28 October 2002, 09:10  U.S. Oct. Sentiment Index Falls to 80.6 From 86.1 (Update1)

/www.bloomberg.com/ By Siobhan Hughes
Washington, Oct. 25 (Bloomberg) -- U.S. consumer confidence dropped in October to a nine-year low, a University of Michigan survey showed.
The university's final sentiment index fell to 80.6 from 86.1 in September, people with access to the report said. That compared with a preliminary reading of 80.4 and was the lowest since 1993.
A slow recovery in the job market, a drop in stock prices, a series of sniper killings in Washington and the threat of war in Iraq tamped down on confidence. That may weigh on an economic recovery because confidence is tied to spending, which accounts for two-thirds of the economy.
``With the stock market decline, consumers are finally feeling less secure,'' said Dan Seto, an economist at Sumitomo Life Investment in New York. ``I don't think spending is going to collapse, but consumers will have to be tempted to go to the stores. They will be drawn to discounting.''
Also today, new home sales rose 0.4 percent to a 1.021 million unit annual rate, the Commerce Department reported, while sales of previously owned homes rose 1.9 percent to a 5.4 million annual rate the National Association of Realtors said.

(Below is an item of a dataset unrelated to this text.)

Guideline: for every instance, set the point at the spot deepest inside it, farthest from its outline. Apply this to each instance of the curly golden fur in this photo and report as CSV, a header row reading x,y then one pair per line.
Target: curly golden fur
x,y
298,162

Earlier, the Commerce Department reported orders for durable goods fell 5.9 percent in September.
The increase in home sales and the Michigan index's rise from the preliminary reading pushed stocks higher and bonds down. The Dow Jones Industrial Average rose 23 points, or 0.3 percent at 10:05 a.m. New York Time. The yield on the 4 3/8 percent August 2012 note was little changed at 4.1 percent. A basis point is 0.01 percentage point.
Current Conditions
Tupperware Corp. earlier this week reduced its full-year profit forecast because of slowing demand. Ford Motor Co. Chief Executive William Clay Ford Jr. on Monday said that U.S. industrywide auto sales are ``clearly softer'' this month than in September.
Economists had expected a reading of 81 in the final consumer sentiment index, which is based on a survey of 500 households. The 80.6 reading was still the lowest since a reading of 77.9 in September 1993. Confidence may influence spending, which accounts for two-thirds of the economy.
The current conditions index, which reflects Americans' perception of their financial situation and of whether it's a good time to spend on big-ticket items, fell to 92.4, worse than a previously reported 92.9, from 95.8.
``This index reflects the unemployment picture, and is therefore likely to keep falling as the unemployment rate rises over the next few months,'' said Ian Shepherdson, chief U.S. economist at High Frequency Economics Ltd. in Valhalla, New York. ``But it tells us nothing about future spending and is best ignored. The outlook index is what counts.''
The expectations index, based on optimism about the next one to five years, fell to 73.1 from 79.9. That was lower than the previously reported 72.4.
Americans have reason to feel worse about their finances. The Standard & Poor's 500 Index has fallen 22 percent so far this year after declines in both 2000 and 2001. Average hourly earnings were 3 percent higher in September than a year earlier, the smallest annual gain since March 1996. Firings keep grabbing headlines. Yesterday, Eastman Kodak Co., the world's largest maker of film, said it would eliminate as many as 1,700 jobs to save money.
The main benefit is that the Federal Reserve has left interest rates at a 41-year low of 1.75 percent since December, which has let consumers refinance their mortgages and switch to low-interest credit cards. During the last week of September, applications to refinance home mortgages surged to a record level, the Mortgage Bankers Association of America said, as the average rate on a 30-year mortgage fell to 5.84 percent, the lowest in at least three decades.
Liam McGee, president of Bank of America Corp.'s consumer banking unit, said earlier this week that the bank sees no signs that consumer spending is likely to weaken. Interest rates will probably remain at four-decade lows at least through the first half of 2003, he said, spurring consumers to keep refinancing their homes and charging on credit cards.
The company, which processes one in five of the nation's debit card transactions, has seen ``no discernible uptick in bankruptcies,'' McGee said. ``Credit quality has been very stable.''
The U.S. economy will slow to a 2.2 percent annual rate this quarter from an expected 3.6 percent pace in the third quarter as consumer spending cools, according to the October Blue Chip Economic Indicators survey. Growth will probably rebound to a 3.1 percent pace in the 2003 first quarter.